METHODS: Each of 18 patients with medically refractory epilepsy and at least six complex partial or secondarily generalized seizures per month underwent placement of a NeuroCybernetic Prosthesis pulse generator (Cyberonics, Webster, TX) in the chest, connected to helical platinum leads applied to the left cervical vagus nerve trunk. The patients were then randomized in a double-blinded fashion to receive either high (presumably therapeutic) or low (presumably less therapeutic) levels of vagus nerve stimulation. Reduction in seizure frequency, global assessments of quality of life, physiological measurements, and adverse events were recorded during a 3-month period. Patients in the low group were then crossed over to high-stimulation paradigms during a 15-month extension trial.

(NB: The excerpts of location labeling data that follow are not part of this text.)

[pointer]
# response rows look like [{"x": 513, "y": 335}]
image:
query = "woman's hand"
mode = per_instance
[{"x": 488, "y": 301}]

RESULTS: All operations were successful, uneventful, and without adverse postoperative sequelae. One patient was excluded from analysis because of inadequate seizure calendars. Of the seven patients initially assigned to high stimulation, the mean reduction in seizure frequency was 71% at 3 months and 81% at 18 months. Five (72%) of these patients had a greater than 75% reduction in seizure frequency, and one (14%) remained seizure-free after more than 1.5 years of follow-up. The mean reduction in seizure frequency among the low-stimulation group was only 6% at 3 months. No serious complications, device failures, or physiological perturbations occurred.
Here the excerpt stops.